On a recent episode of Formstack’s Ripple Effect podcast, Tal Frankfurt chatted with us about the idea of transformational value. The founder and CEO of Cloud for Good touched on a variety of ways someone can create transformational value for others. One that stood out to me was how to do so through philanthropy.
We often believe that to be philanthropic we must have a lot of money or dedicate our entire lives to service. But this isn’t true at all!
There are millions of nonprofits across the globe working to achieve great missions. They could all use more help in one way or another. You can make a difference by simply raising your hand and getting involved. But there’s something more you could do: get your workplace involved.
When people combine forces, so much more can get done. If your employer provides volunteer time off or is looking to expand its corporate social responsibility plans, here are six simple, yet impactful ideas for giving back to your community.
1. Create a philanthropic committee.
If your organization is lacking on providing opportunities for employees to give back to the community, consider creating a philanthropic committee to get the ball rolling! This is especially helpful for organizations that may have a small HR team that cannot easily facilitate launching a philanthropically-focused employee program.
Once you’ve rallied the troops, decide on how often your group will meet, how you will communicate, and what initiatives you want to tackle first. Some projects to consider are planning an employee volunteering event, hosting a fundraiser, launching a web page of featured nonprofits, or creating a grant program.
2. Ask for volunteer time off.
If you don’t currently get volunteer time off (VTO), ask for it to be included in your benefits package.
We all know that giving back is good for the community, but studies prove it also does good for our overall health and well-being. Advocate for VTO to be included as part of your overall benefits to ensure employees feel empowered to give back. Unsure where to start? Check out these VTO plans for inspiration.
Did you know? Formstack employees get 8 hours of VTO per quarter! Check out our Instagram to see how our employees use it.

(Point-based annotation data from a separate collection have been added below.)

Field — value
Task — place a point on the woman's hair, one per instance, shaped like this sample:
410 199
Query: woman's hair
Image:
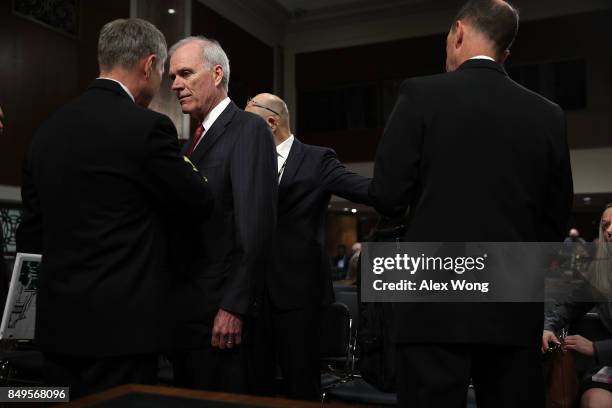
601 267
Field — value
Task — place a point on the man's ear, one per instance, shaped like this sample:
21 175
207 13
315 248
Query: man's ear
272 122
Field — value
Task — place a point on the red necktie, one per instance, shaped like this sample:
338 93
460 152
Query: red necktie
197 135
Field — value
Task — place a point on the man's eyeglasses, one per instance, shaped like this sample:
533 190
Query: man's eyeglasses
250 101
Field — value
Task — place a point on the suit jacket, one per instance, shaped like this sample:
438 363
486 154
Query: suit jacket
301 275
101 178
477 158
229 253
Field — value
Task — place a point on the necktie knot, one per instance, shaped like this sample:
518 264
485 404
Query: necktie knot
197 135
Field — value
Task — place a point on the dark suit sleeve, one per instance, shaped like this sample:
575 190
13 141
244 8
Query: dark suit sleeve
337 179
398 155
29 231
173 180
253 172
556 212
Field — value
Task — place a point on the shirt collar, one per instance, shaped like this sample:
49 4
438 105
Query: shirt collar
127 91
284 148
483 57
215 113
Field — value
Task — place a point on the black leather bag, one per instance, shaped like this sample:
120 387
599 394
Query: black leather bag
375 350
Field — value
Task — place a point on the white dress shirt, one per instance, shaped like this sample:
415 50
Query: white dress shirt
209 120
123 86
282 152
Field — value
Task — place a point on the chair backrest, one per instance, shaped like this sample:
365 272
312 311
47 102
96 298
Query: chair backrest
335 330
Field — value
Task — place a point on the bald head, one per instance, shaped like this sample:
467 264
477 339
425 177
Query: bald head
274 111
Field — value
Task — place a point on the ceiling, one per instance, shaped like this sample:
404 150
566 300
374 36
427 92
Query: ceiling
299 8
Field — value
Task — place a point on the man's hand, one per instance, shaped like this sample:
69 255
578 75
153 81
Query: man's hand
547 338
227 330
579 344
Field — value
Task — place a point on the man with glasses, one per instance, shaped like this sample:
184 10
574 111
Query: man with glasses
300 280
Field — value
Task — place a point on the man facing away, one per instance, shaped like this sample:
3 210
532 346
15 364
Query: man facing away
300 279
103 177
229 254
477 158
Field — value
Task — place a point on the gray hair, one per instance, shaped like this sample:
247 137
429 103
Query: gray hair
212 54
124 42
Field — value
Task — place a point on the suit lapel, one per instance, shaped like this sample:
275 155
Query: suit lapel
294 160
214 133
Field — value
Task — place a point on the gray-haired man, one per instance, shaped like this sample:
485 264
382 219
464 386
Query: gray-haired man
103 177
231 251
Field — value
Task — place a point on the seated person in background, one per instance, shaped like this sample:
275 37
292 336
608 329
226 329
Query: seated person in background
596 394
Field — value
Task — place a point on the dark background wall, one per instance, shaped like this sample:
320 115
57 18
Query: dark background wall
373 72
251 60
40 69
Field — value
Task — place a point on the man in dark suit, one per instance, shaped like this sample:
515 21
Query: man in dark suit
230 253
476 157
103 176
300 280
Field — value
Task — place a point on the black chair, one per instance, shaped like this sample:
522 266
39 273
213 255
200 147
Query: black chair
338 336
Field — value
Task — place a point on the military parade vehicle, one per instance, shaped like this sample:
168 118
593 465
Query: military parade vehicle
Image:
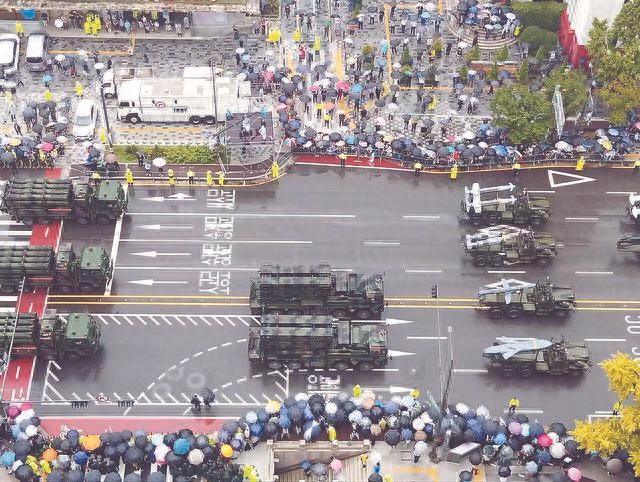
633 208
512 298
507 245
526 356
630 244
484 206
317 290
42 201
66 272
302 341
54 336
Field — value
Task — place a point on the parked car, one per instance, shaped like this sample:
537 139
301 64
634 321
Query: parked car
84 122
9 53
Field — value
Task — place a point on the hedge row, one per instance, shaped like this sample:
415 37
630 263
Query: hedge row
545 15
193 154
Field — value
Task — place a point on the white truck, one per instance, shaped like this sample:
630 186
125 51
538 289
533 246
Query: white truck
190 98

3. Set up quarterly volunteer outings.
If your organization provides VTO, there’s no reason to not have a quarterly volunteer outing. Start off by surveying employees on what causes and organizations they are interested in. Also ask what times and days work best for their schedule. If your organization does not provide VTO, be sure to include night and weekend hours.
Once you have feedback on dates, times, and locations, contact the organizations that landed at the top of your list. Many will have volunteer coordinators who will plan all the logistics for you. Depending on the number of volunteers you have, they may even have a variety of projects for your group to choose from.

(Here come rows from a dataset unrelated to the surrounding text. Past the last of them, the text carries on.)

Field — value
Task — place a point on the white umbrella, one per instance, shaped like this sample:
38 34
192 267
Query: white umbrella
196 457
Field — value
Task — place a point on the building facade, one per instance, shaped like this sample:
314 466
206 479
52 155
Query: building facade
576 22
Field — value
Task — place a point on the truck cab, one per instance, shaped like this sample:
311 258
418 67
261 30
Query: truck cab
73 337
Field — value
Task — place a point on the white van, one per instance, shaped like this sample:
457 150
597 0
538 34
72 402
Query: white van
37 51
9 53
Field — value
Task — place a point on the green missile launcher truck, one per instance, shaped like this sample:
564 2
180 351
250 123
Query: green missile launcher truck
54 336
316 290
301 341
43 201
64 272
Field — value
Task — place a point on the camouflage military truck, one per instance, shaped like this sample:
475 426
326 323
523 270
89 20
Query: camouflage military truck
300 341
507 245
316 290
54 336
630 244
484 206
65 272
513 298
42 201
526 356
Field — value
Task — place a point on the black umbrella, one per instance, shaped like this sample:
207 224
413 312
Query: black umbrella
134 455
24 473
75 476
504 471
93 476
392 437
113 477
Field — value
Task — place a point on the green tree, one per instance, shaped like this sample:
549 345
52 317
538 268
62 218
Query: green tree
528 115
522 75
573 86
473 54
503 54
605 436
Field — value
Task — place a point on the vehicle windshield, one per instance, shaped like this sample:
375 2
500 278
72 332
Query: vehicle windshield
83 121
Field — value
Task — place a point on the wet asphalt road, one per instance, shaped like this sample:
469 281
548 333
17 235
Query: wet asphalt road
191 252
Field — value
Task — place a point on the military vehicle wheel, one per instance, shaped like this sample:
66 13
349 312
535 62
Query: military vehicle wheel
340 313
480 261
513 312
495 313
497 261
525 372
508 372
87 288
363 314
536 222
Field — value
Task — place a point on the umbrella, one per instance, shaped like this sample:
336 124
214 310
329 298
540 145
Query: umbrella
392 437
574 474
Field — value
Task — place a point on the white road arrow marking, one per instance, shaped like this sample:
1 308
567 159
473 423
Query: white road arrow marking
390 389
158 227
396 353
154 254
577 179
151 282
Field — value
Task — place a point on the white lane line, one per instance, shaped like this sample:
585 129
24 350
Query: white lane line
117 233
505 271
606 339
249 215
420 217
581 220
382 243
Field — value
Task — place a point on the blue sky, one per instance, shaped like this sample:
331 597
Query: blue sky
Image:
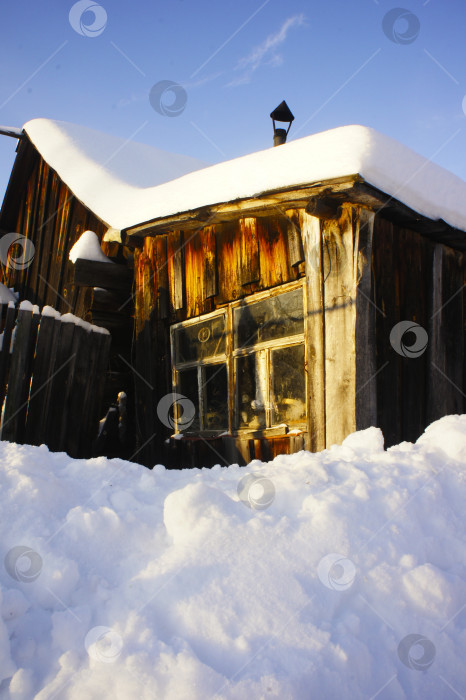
335 62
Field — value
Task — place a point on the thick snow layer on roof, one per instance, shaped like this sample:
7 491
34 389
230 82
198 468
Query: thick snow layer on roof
111 184
120 582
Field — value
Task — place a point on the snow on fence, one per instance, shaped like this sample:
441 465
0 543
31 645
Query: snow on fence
52 374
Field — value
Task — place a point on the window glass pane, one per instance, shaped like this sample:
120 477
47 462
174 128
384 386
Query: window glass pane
200 340
188 386
288 385
276 317
215 397
251 381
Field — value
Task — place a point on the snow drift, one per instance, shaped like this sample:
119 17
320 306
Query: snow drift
331 575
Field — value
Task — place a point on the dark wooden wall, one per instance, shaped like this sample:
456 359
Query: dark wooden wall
39 206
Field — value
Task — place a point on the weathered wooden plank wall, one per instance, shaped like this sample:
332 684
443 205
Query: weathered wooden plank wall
184 274
419 281
52 378
44 210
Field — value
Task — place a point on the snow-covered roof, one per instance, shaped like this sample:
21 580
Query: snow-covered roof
128 183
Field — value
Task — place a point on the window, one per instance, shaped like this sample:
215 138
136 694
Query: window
244 367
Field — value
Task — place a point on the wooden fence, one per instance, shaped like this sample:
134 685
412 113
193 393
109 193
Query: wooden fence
52 375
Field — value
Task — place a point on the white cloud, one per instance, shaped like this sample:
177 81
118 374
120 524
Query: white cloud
267 52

4. Host a volunteer meet-and-greet event.
If your company has a large event space, consider holding a volunteer meet-and-greet event. Invite a variety of local nonprofits to your business to allow them to recruit new volunteers.
Each nonprofit can set up a booth, and the event can flow like a career fair. You could even set up the event like nonprofit speed dating, where people gather at each booth for five minutes and rotate around the room to get a better understanding of each organization.

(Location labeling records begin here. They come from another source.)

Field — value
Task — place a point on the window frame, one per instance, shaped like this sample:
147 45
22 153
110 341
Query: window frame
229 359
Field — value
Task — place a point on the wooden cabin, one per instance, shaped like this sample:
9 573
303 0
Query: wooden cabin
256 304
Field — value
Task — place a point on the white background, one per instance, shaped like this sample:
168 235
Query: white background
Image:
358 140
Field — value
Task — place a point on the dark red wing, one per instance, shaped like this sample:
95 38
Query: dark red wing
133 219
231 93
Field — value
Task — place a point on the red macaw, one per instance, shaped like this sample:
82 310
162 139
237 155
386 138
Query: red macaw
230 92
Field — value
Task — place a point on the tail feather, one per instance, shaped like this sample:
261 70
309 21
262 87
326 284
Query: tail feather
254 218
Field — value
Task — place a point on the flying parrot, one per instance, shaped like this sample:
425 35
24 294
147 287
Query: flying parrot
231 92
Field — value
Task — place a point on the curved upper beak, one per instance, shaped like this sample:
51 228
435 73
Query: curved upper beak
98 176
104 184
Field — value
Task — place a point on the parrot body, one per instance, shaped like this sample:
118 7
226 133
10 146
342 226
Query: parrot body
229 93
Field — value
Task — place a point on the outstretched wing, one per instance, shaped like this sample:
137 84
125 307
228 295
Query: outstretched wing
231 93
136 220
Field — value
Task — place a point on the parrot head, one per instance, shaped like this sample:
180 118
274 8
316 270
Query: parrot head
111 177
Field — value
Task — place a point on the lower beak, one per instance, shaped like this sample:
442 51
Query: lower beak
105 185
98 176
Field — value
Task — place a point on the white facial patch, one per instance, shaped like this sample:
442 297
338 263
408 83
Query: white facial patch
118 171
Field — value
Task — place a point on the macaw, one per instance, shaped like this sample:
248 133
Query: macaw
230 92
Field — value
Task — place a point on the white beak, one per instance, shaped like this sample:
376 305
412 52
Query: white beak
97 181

5. Provide pro bono services to local nonprofits.
Many nonprofits are short staffed and in need of a variety of professional services. No matter what your company focuses on, you probably have skilled staff who could easily offer some pro bono services.
Identify a few local organizations your company would like to support, then create a roster of employees interested in providing some free help. Include their skills and talents on the list, how many hours they have available, and when they are available. Nonprofits can then request people with the correct skills they need to complete projects, staff events, and finalize campaigns.
6. Give employees simple ways to donate.
Connect with your payroll administrator to see if your organization would allow employees to make payroll-deducted donations. This is an incredibly easy way to give back a little every paycheck.
Before launching a new payroll deduction program, ask employees to submit information on nonprofits they’d like to be able to donate to through their paycheck. If you need to limit the options, survey employees once you’ve received all employee feedback on options.
When the organizations are finalized, create a master list or a page on your company’s intranet with all the information on each nonprofit to help educate employees about what their donations do.
Idea: If your employer already provides the ability to make payroll deducted donations, ask if they would match donations up to a certain amount.
Whether you work for an organization of 100 or 1,000, you can make a difference by giving back to your community. Try implementing one of the ideas above at your workplace to see how big of an impact your team can make.